2.16 Bulk RNA sequencing (RNA-seq)

Liver metastases were sent to Shanghai Mingma Technologies Sequencing Company for RNA-seq.

2.17 Quantitative real-time PCR analysis

RNA from the section “Bulk RNA sequencing (RNA-seq)” were stored at -80℃ for qRT-PCR. All PCR primers used in this study were provided in Table S2. The qRT-PCR assays were performed on a real-time PCR system (Applied Biosystems, USA). The data were analyzed by using the 2−△△CT values.

2.18 Immunohistochemistry

Formalin-fixed, paraffin-embedded liver sections were baked at 65 °C, dewaxed with turpentine, rehydrated through an alcohol gradient, and immersed in peroxidase followed by blocking with goat serum to block endogenous peroxidase activity.
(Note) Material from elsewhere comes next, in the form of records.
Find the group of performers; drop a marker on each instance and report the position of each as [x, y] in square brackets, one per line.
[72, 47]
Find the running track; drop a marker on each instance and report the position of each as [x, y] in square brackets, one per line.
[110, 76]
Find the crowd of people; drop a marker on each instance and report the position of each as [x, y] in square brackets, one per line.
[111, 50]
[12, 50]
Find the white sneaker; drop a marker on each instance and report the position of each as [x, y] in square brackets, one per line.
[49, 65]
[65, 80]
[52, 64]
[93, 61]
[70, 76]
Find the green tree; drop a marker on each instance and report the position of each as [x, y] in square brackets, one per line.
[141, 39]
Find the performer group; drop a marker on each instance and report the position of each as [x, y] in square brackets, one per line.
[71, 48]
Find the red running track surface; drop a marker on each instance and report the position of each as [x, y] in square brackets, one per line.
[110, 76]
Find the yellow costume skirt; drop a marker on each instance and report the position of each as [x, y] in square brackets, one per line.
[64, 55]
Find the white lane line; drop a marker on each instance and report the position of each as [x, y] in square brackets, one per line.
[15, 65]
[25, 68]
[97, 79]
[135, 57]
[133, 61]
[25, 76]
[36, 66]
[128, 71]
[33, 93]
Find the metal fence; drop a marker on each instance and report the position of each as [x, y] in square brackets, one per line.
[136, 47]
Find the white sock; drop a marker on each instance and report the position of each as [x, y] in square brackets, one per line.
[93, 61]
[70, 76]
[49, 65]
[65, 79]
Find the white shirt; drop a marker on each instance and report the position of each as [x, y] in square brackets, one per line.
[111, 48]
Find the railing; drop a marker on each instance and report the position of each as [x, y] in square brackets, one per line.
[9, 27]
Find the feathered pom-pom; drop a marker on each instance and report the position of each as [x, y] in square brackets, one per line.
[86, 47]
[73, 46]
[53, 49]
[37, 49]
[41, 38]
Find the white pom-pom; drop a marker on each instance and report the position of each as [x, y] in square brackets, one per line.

The sections were then incubated with primary antibody VCAN (1:200, HUABIO, #ET7107-09, RRID:AB_2938780), LOX (1:100, HUABIO, #ET1706-31, RRID:AB_2938781), ENO1 (1:8000, abcam, #ab227978, RRID:AB_2827927) and HIF-2 alpha (1:2000, HUABIO, #ET7107-32; RRID:AB_2938782) at 4 °C overnight. Sections were then incubated with the secondary antibody for 30 mins and stained with 3,3′-diaminobenzidine (DAB). Images were acquired with an inverted microscope system and positive indexes were analyzed by Image J (version 2.9.0).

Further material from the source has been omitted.